This is a blow — in their last 10 games the Trail Blazers are nine points per 100 possessions better when Turner is on the court. Portland had started to play better defense since Turner and Noah Vonleh were inserted into the starting lineup, now Moe Harkless is going to be asked to step up. It’s not what a team chasing a playoff slot needs to hear.
2) Hornets will take win, even if it’s against Nets. The Charlotte Hornets had lost seven in a row and fallen out of the playoff picture in the East. Teams on a losing streak need a slump buster — a win, regardless of how pretty it looks.
Enter the Brooklyn Nets.
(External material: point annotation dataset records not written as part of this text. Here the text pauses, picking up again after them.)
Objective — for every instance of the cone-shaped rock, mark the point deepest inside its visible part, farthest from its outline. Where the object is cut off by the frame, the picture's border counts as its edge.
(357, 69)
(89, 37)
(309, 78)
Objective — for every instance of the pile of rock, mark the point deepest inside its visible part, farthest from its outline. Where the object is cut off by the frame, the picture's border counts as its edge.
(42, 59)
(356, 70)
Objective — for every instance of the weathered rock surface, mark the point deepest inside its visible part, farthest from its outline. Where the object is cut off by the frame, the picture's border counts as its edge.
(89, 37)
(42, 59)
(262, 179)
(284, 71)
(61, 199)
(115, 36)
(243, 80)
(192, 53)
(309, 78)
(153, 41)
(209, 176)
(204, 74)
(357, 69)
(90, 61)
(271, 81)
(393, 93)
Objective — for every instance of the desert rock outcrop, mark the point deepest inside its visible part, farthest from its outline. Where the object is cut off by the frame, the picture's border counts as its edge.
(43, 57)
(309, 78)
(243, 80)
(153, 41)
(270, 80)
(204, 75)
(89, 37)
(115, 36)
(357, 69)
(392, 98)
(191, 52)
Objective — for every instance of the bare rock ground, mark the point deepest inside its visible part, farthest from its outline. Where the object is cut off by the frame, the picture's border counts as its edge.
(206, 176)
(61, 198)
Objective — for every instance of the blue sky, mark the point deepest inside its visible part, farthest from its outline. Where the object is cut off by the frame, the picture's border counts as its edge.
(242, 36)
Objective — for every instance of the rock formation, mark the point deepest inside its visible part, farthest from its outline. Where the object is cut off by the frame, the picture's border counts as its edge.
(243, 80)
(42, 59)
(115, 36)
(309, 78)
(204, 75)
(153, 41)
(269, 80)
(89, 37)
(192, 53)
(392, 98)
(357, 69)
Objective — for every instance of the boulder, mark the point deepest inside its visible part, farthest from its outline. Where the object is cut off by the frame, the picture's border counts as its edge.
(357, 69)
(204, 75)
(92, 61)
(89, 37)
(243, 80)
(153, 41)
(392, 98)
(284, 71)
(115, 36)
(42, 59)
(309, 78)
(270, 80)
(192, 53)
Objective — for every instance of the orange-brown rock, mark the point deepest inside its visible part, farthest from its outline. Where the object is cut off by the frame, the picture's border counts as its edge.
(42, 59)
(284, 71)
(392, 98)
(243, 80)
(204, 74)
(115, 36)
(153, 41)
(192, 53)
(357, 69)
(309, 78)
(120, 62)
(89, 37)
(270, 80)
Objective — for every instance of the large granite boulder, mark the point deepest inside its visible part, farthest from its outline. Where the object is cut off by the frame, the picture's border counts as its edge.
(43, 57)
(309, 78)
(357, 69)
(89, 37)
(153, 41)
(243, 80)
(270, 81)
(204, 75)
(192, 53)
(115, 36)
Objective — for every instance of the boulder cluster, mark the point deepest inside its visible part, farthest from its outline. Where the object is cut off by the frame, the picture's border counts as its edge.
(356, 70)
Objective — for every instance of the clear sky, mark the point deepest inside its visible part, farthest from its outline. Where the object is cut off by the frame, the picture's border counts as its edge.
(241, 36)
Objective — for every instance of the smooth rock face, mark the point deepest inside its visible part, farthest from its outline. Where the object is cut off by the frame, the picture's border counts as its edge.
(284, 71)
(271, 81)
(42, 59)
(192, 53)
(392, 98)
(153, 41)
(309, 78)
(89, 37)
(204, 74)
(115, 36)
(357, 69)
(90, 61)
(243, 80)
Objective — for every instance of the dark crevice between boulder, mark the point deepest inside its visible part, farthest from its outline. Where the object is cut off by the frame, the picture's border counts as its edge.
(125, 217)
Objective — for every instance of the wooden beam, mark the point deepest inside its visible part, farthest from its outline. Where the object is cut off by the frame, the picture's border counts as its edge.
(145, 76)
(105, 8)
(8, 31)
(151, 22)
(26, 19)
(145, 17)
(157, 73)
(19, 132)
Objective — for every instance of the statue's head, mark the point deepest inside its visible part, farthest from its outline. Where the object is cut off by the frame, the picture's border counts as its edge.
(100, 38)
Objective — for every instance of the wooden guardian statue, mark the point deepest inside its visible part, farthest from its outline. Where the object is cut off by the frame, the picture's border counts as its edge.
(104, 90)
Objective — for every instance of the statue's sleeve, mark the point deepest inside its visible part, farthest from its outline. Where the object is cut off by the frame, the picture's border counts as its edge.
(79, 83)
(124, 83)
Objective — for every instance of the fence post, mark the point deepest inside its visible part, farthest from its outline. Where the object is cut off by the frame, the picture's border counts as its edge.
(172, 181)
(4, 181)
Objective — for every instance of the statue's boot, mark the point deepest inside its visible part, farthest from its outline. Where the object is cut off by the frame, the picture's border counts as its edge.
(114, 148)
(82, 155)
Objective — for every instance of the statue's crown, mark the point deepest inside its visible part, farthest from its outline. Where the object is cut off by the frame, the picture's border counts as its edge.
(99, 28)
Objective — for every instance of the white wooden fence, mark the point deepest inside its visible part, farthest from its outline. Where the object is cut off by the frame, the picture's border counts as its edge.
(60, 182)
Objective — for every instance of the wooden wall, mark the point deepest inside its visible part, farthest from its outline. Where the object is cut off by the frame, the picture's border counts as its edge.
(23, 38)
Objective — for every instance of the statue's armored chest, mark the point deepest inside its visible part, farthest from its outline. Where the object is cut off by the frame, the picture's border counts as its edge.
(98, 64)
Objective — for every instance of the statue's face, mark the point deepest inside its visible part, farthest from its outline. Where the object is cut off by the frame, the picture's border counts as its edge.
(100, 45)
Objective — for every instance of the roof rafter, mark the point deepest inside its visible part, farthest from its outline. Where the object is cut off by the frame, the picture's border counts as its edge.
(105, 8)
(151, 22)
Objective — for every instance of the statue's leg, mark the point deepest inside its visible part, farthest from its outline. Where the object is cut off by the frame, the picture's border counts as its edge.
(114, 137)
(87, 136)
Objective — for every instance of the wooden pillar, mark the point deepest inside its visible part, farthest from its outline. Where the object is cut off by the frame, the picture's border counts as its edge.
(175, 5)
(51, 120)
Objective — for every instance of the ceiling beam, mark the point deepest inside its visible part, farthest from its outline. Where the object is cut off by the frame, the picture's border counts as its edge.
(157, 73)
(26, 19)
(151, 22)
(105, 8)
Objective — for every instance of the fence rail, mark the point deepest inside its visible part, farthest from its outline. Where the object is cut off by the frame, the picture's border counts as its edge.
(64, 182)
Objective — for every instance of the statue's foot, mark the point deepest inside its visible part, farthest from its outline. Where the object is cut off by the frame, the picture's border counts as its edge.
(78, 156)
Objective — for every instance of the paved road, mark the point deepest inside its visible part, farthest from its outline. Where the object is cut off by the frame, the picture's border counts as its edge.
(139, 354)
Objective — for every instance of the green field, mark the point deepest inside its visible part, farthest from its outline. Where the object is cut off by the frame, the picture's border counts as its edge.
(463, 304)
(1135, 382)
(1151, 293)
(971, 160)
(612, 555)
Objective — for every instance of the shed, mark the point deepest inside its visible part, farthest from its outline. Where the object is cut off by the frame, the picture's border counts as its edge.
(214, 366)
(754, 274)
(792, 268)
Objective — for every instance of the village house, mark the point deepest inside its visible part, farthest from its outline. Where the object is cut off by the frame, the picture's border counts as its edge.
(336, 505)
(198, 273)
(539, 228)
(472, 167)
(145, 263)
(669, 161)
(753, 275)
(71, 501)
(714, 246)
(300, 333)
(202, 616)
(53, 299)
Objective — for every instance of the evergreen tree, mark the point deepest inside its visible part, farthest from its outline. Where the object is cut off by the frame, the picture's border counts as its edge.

The NBA’s worst team came to Charlotte and the Hornets took advantage, leading most of the way but winning just 111-107 (Brooklyn had a late 8-2 run to make it more interesting than it should have been). Kemba Walker had 17 points but on 4-of-20 shooting, fortunately for the Hornets they got a boost from Jeremy Lamb and Marco Belinelli off the bench. It was a fairly balanced Charlotte attack, and while it wasn’t a thing of beauty it was good enough and it was a win. One the Hornets needed. However, they are going to have to play better on Thursday when James Harden and the Rockets come to town.
3) Phil Jackson takes another dig at Carmelo Anthony. If you read one thing out of Tuesday, it should be Kevin Ding of Bleacher Report’s analysis of the dynamic between Knicks president Phil Jackson and the star he wants to trade in Carmelo Anthony. The core idea of the piece: Jackson misjudged Anthony’s will to win, and Jackson overestimated his ability to transform ‘Melo’s game as he had done with Michael Jordan and Kobe Bryant.
Phil Jackson read the piece and came back with a dig at Anthony.
Bleacher's Ding almost rings the bell, but I learned you don't change the spot on a leopard with Michael Graham in my CBA daze.
Whether Jackson really believed he could mold Anthony is up for debate, and if Jackson did know that why give the star five years and a no-trade clause in that last deal? Was this order from James Dolan on high that Jackson had to accept?
Consider the tweet another step in the mind games of Jackson trying to trade Anthony — Jackson needs to get ‘Melo to waive that no-trade clause, hence the effort to undercut the star and make him unhappy and want out. The problems for Jackson in trying to make an Anthony trade are threefold: 1) Anthony likes it in New York and is only going to waive that trade clause for a destination he really likes, meaning a contender where he can play with a good friend such as LeBron James or Chris Paul; 2) Anthony has a 15 percent trade kicker, so he makes even more money if he gets dealt (Anthony could waive that kicker, but again is only likely do that for a place he wants to go); 3) The teams where Anthony would be interested in going have little interest in giving up much to get him, certainly not the kind of star power Jackson wants in return.
I’d still be shocked if Jackson finds a deal that meets all the criteria by the Feb. 23 trade deadline. Which means we get to relive all this again in June and July.